この体を封じる機能の弱点は、俺の事を怖く無いと思う事だ。
つまり、仲が良いとあまり効果が無い。
ベニバナの俺に対する好感度は割りと高いと思う。
実は、一昨日だけでなく、昨日の夜も京子と一緒に楽しく話していたし、ぬいぐるみをあげた事も良い印象を持ってくれていると思う。
よって、[畏怖]によって無理に恐怖心を与えても、ある程度は中和されてしまうのだ。
しかし、なんだかあんまり怖がってくれていないと思うと嬉しくもある。
「……ありがとう」
思わずお礼を言ってしまった。
そのせいでベニバナは困惑顔だ。
「なんですか?急に」
「いや、あんまり怖がってないんだな~って思って」
「怖がる?まあ、希少な友達ですし……能力でも無い限り、そうそう怖がりませんよ」
ああ!!今、そう言う事言わないで!!凄い戦いにくい!!友達殴りたくない!!
俺にとって友達は数少ない大切な人達なのだ。試合だから平気だったのだが、改めて友達とか言われてしまうとやり辛さを感じる。
しかし、俺はここで負ける訳にはいかない。
この武闘大会には多くの他の国の使者達が来ている。
俺が舐められて村にいる皆を危険に晒したくは無い。
それに、正式な試合で手抜きをしてしまうなど失礼だ。
「そう言ってくれてありがとう。でも、俺は負けないぞ」
そう言って拳を構えると、ベニバナも微笑みながら槍を構えた。
「私も負けるつもりはありませんよ」
その言葉を聞き終えると同時、俺はベニバナに向けて駆け出した。
いや、跳んだと言った方が正しいのかもしれない。
なにせ、距離にして約十メートルはある所を、たったの一歩で拳が届く範囲まで辿り着いたのだから。
更に、床が割り砕ける程の力によって、そのスピードも尋常では無い。
勢いにのせて、俺は拳を真正面からベニバナの腹に向けて叩き込んだ。
するとベニバナは突然の出来事に反応を遅らせたが、槍の柄でその攻撃を受けて逸そうとした。
まるで初撃の真反対だ。
だが、ここには違いがある。俺は金属の鎧の腕で防ごうとしたが、ベニバナは木製の槍の柄だと言う事だ。
俺は槍を砕き。そのままベニバナを大きく吹き飛ばした。
小さな体は空中で為す術も無くそのまま場外まで飛び、観客席の手前まで転がっていった。

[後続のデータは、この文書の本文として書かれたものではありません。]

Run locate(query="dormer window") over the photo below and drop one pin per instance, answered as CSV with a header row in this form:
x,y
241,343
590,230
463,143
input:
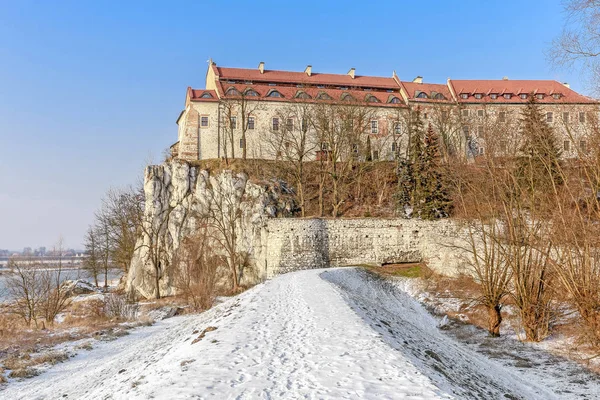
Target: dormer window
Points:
x,y
347,97
302,95
274,93
323,96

「ベニバナ選手の場外により、ジン・ミクモ選手の勝利です!!」
京子が勝利を宣言すると同時。俺はベニバナの元に駆けつけていった。
一体化や[畏怖]はベニバナが場外に出ると同時に解いた。
近よると、ベニバナが少し残念そうに笑いながらムックリと起き上がった。
「やはり負けてしまいました。さすがは伝説に並ぶ者です」
「それより怪我させただろう?見せてみろ。治すから」
「治す?そんな事が出来るのですか?」
ベニバナが不思議そうに首を捻る。
「ああ。出来るから見せてみろ」
「分かりましたが……ここではちょっと……」
そう言ってベニバナが観客席を指差した。腹といえど、大勢の前で肌を晒すのは恥ずかしいようだ。
「分かった。それなら救護室に行こう」
そう言って俺は救護室に行くと、ベニバナの打撲傷を治療した。
「凄いですね」
自分の腹のあたりをペタペタと触り、関心したようにベニバナが声を漏らした。
「もう痛くないか?」
「はい。大丈夫です」
ベニバナはニッコリと笑ってくれた。
治ったようで良かった。
「しかし、凄い力でしたね。私自身が称号で出せる純粋な力では恐らく負けています」
「どんな称号か聞いても?」
「ええ。公言されているので問題無いです。【ヘルベルクの王】という称号で、能力は[鬼王]と言う鬼人なら誰でも身体強化が出来、強化する人数が減るほど強化の振り幅が上がる能力です。戦争などでは便利なものですよ」
ふむ。鬼人限定の身体強化か。
パッと見だと力が無さそうなベニバナがあれだけの力を出したのだ。
力がありそうな鬼人が使えば凄い事になりそうだ。
「所で話しが変わるのですが、次の試合。手は抜かないで下さいね」
「スザクとの戦いか?」
「ええ。ジンに膝を付かせる事が出来ればスザクの好きな物を一つ買いに行く、という約束を知っていますよね?普段の活躍を見ればそれくらい買って上げても良いのですが……八百長は嫌なので手抜きはしてほしく無いのです」
「分かってるよ。八百長はスザクにもするなって言われてる。でも、スザクが条件を通ったらきっちりデートしろよ?」
俺がそう言うと何故かベニバナが笑った。
「デートな訳無いですよ。ただの買い物ですよ?」
「………………そうか」
なるほど。結構困惑したけど理解した。
ベニバナはデートと認識していない。
俺は溜め息を吐きかけたが、そうすればスザクの思いが関節的にバレてしまう。なので耐えた。
恐らく、京子もスザクの思いがバレぬようにと計ったのだろう。
なのでベニバナは気付いていない。
スザク。最後は自分で頑張れよ。
俺は心の中で密かにスザクにエールを送ったのだった。